Mais il faut aller plus loin : nous sommes en présence de deux mouvements de nature différente. L’un s'apparente à une progression subtile d'ouest en est, qui n'est pas directement discernable sur le terrain d'enquête. L’autre, plus flagrant, révèle davantage une fracture entre le nord et le sud, mais si l'opposition ne fait pas de doute, elle n'agit pas territorialement de manière abrupte, puisqu'elle intègre une zone centrale, que l'on pourrait qualifier de zone tampon où les deux sphères d'influence cohabitent, où les critères d'évaluation se juxtaposent plus qu'ils ne se combinent dans la maison vernaculaire. En sorte que pour le mouvement des vallées d'Asses jusqu'au bassin du Var on parlera volontiers de déclinaison diffuse d'un modèle avec mélange des critères (nombre de niveaux, nombre de travées en élévation, forme du toit et couverture, forme de l'escalier de distribution intérieur, voûte ou plancher...), alors que pour le haut Verdon qui se distingue des trois autres secteurs tout en en conservant certains aspects spécifiques, on choisira plutôt le terme de bifurcation au sein d'un groupe identifié. S'agit-il d'une bifurcation radicale ? La question est délicate ; elle reste même ouverte à ce stade de l'analyse. Car la maison vernaculaire du haut Verdon, c'est notre interprétation, semble dessiner comme une passerelle entre deux groupes. D'une part elle désigne une ramification extrême de la maison vernaculaire haut-provençale, elle-même sous-genre de la maison vernaculaire provençale, qui s'inscrit dans le groupe de la maison vernaculaire méditerranéenne. D'autre part elle ouvre, à travers certaines de ses caractéristiques – car elle n'a pas encore abdiqué complètement sa nature méditerranéenne constitutive – sur une autre branche de la grande arborescence de la maison vernaculaire, la maison alpine.

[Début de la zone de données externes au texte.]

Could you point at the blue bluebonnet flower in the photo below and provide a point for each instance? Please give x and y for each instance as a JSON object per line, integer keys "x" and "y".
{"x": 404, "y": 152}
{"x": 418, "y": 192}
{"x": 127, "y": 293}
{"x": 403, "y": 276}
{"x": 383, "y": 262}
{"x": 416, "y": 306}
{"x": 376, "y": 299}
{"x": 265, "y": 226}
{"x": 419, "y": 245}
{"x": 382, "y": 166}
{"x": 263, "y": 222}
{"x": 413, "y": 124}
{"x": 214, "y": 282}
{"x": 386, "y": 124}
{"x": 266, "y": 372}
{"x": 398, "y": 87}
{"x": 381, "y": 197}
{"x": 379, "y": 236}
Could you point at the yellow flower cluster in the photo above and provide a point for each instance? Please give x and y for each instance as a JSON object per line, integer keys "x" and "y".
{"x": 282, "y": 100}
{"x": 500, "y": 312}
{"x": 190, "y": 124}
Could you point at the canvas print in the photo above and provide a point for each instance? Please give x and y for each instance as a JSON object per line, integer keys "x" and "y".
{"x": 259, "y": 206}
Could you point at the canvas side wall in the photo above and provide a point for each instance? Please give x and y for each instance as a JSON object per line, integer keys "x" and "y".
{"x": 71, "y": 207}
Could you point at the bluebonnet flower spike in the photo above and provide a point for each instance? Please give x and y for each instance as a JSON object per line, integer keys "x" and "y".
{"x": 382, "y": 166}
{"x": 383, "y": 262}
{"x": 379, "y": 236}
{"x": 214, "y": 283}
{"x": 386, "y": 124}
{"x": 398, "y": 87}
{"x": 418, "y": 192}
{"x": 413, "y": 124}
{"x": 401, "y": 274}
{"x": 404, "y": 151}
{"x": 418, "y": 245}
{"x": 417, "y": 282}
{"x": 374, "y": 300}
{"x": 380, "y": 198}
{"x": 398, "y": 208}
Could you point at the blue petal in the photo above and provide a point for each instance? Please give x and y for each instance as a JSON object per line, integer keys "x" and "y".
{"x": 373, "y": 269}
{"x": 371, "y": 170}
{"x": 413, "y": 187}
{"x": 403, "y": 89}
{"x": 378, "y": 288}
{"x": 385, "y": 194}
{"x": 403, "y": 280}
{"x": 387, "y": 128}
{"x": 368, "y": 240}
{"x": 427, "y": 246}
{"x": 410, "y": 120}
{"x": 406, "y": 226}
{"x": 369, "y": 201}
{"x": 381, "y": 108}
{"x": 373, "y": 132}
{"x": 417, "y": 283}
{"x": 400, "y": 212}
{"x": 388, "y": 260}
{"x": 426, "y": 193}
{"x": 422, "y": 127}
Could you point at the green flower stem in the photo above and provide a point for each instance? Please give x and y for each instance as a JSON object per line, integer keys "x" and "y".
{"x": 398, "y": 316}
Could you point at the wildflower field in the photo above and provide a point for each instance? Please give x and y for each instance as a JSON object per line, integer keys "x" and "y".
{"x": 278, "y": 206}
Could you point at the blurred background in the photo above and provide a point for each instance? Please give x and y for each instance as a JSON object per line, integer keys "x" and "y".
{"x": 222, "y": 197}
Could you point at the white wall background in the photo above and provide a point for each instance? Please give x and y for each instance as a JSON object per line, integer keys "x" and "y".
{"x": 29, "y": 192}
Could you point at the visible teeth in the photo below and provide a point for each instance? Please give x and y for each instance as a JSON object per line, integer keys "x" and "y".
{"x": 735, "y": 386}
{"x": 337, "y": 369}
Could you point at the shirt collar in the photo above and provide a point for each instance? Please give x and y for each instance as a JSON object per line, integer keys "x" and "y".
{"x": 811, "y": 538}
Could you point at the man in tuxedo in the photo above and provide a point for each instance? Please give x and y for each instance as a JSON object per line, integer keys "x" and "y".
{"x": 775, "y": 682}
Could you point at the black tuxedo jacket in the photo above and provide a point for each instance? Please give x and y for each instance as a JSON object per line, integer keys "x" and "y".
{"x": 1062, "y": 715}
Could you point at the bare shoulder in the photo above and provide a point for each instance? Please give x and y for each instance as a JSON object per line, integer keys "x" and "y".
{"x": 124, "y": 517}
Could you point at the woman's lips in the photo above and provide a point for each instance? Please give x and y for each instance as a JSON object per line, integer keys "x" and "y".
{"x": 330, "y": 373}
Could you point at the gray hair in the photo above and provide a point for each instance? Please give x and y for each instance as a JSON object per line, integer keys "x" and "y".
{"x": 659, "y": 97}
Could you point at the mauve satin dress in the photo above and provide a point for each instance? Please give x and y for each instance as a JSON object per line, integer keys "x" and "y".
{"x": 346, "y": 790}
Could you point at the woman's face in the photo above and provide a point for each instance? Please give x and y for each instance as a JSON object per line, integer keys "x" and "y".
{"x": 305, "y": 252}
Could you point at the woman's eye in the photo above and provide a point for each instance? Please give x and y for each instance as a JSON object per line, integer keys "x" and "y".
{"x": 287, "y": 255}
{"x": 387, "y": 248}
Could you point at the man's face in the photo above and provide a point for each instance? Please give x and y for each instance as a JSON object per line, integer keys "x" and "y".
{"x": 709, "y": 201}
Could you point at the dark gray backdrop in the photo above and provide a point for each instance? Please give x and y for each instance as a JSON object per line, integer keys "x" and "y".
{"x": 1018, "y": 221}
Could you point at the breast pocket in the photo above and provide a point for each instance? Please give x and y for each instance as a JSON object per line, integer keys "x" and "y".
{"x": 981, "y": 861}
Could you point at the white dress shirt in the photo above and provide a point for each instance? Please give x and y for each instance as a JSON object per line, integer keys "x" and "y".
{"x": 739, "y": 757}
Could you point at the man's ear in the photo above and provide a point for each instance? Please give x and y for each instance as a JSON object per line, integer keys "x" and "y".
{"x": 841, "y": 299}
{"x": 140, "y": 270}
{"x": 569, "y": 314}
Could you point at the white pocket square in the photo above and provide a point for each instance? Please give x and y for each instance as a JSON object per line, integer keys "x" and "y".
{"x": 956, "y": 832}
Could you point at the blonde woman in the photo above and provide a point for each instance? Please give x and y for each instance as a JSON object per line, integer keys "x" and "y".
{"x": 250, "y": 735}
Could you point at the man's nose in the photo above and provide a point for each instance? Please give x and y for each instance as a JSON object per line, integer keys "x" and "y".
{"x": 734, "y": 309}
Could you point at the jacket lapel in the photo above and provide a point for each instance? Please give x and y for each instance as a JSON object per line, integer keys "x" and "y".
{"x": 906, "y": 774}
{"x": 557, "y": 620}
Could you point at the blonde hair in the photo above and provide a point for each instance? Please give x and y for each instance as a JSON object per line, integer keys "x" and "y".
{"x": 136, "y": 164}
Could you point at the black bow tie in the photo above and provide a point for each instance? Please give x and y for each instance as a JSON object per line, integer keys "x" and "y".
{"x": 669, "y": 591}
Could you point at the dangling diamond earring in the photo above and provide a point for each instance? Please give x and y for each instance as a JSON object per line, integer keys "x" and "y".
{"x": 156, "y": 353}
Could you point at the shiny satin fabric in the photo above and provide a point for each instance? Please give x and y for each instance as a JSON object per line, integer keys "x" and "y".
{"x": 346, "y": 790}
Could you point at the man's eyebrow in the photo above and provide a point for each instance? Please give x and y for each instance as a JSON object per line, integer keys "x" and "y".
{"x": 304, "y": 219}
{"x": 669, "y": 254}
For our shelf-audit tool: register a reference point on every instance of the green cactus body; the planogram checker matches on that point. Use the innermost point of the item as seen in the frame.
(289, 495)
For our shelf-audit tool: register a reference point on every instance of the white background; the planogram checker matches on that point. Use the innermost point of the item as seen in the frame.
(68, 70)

Maison à Argenton (Le Fugeret) présentant des traits alpins : la pente du toit très accusée avec égout retroussé protége un balcon en bois. Les plaques de tôle en couverture remplacent les planches de mélèze qui subsistent par places.Maison à Argenton (Le Fugeret) présentant des traits alpins : la pente du toit très accusée avec égout retroussé protége un balcon en bois. Les plaques de tôle en couverture remplacent les planches de mélèze qui subsistent par places.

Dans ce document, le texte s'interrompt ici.